As Bungie’s storied online shooter completes its first decade, we look back on an odd game that has always been worth talking about – and ask why it’s like Marks & Spencer
Destiny is 10 years old, which is an aeon in video game terms. It’s also one of the most fascinating games of the last decade, sometimes for unlikely reasons. On the surface, this is a lavish online prog-rock space shooter made by Bungie, the creators of the Xbox classic Halo. You bundle together with friends, deploy somewhere amid the glittering vistas of a futuristic version of our solar system, and then shoot people/aliens/robots to get better loot.

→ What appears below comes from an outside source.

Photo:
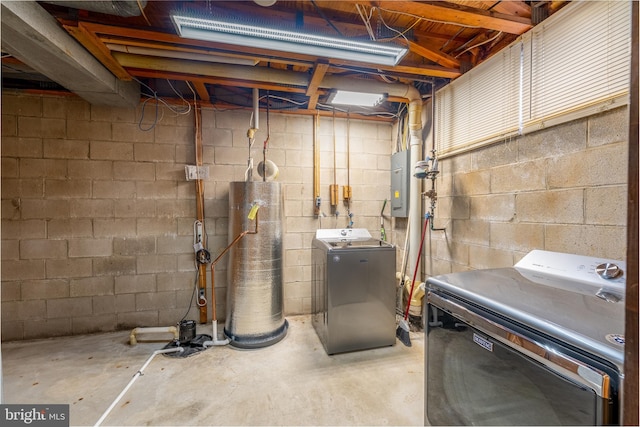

None of this is exactly unprecedented, and that’s maybe the point. You could argue that Destiny’s touchstones are games like Halo, for its gunplay, World of Warcraft, for its persistent online spaces, and – this is where it gets a bit odd, granted – the deathless British retailer Marks & Spencer. This last point is because, above all else, Destiny is a game of fluctuating fortunes, and those fortunes seem to fascinate everyone close to video games, regardless of whether they actually play Destiny or not. Just as a lot of people in the UK seem to have a secret sense for whether M&S is currently on an upward or downward trajectory – there is no middle ground – everyone in games knows whether Destiny is in boom or bust mode. Is it now better than it’s been in ages? Or is it a shadow of the game it was two, five, seven years back? Destiny is our ever-reliable topic of fretful conversation.